Investigación in vitro de algas rojas identifica compuestos potencialmente beneficiosos

Las algas rojas han prevalecido como alimento en la cocina en varias regiones de Asia durante miles de años, y muchos investigadores han señalado a estas algas marinas como una posible razón de por qué Japón tiene el menor número de pacientes con cáncer de colon per cápita en comparación con cualquier otra parte del mundo.

En una investigación química sobre algas rojas, publicada en la revista Marine Drugs, los científicos postularon que un azúcar específico exclusivo de las algas rojas podría ser responsable de conferir beneficios para la salud en relación con los resultados del cáncer de colon.

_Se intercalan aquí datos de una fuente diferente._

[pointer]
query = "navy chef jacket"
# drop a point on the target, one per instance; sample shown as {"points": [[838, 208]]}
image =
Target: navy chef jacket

“En el pasado, la gente se preguntaba por qué el número de pacientes con cáncer de colon en Japón es el más bajo del mundo”, señaló Yong-Su Jin, profesor de microbiología alimentaria. “Muchos asumieron que se debía a algún aspecto de la dieta o el estilo de vida japonés. Queríamos preguntar si su dieta de algas marinas estaba relacionada con la menor frecuencia de cáncer de colon”, agregó.

Varios estudios en poblaciones asiáticas encontraron que el consumo regular de algas marinas tenía una relación de respuesta a la dosis con una menor incidencia de cáncer de colon, colorrectal y de mama. Sin embargo, no está claro qué componente de las algas rojas fue responsable de esta reducción del riesgo.

En esta investigación, los expertos del Instituto Carl R. Woese de Biología Genómica de la Universidad de Illinois en Urbana-Champaign analizaron la estructura de diferentes tipos de algas rojas utilizando enzimas y probaron los azúcares que se producían. Entre los seis azúcares diferentes, la agarotriosa y la 3,6-anhidro-L-galactosa (AHG) fueron las más prometedoras.

“Después de producir estos azúcares, probamos su actividad prebiótica utilizando la bacteria Bifidobacterium longum ssp. Infantis”, comentó Eun Ju Yun, ex investigadora postdoctoral en el Instituto Carl R. Woese.

B. infantis es una bacteria probiótica que coloniza naturalmente el intestino de los bebés y está asociada con una serie de beneficios para la salud. Entre los azúcares derivados de las algas, la bacteria sólo pudo consumir agarotriosa, lo que indica que este azúcar funciona como prebiótico al mejorar el crecimiento de B. infantis.

“También probamos otra cepa, B. kashiwanohense, y descubrimos que también consumía agarotriosa”, señaló Jin. “Estos resultados nos muestran que cuando comemos algas rojas, se descomponen en el intestino y liberan estos azúcares que sirven como alimento para las bacterias probióticas. Podría ayudar a explicar por qué las poblaciones japonesas son más saludables en comparación con otras”.

Los investigadores también encontraron que AHG pudo inhibir el crecimiento de células cancerosas humanas in vitro al desencadenar la muerte celular; al mismo tiempo, no afectó el crecimiento de células normales en entornos de laboratorio.

“Hay mucha información sobre cómo las algas rojas son degradadas por microorganismos en el océano y en el cuerpo humano”, afirmó Kyoung Heon Kim, profesor de biotecnología y co-asesor del estudio. “Nuestro trabajo explica por qué las algas rojas son beneficiosas al proporcionar el mecanismo molecular. Continuaremos estudiando su función en modelos animales y esperamos poder utilizarlos como agente terapéutico en el futuro”.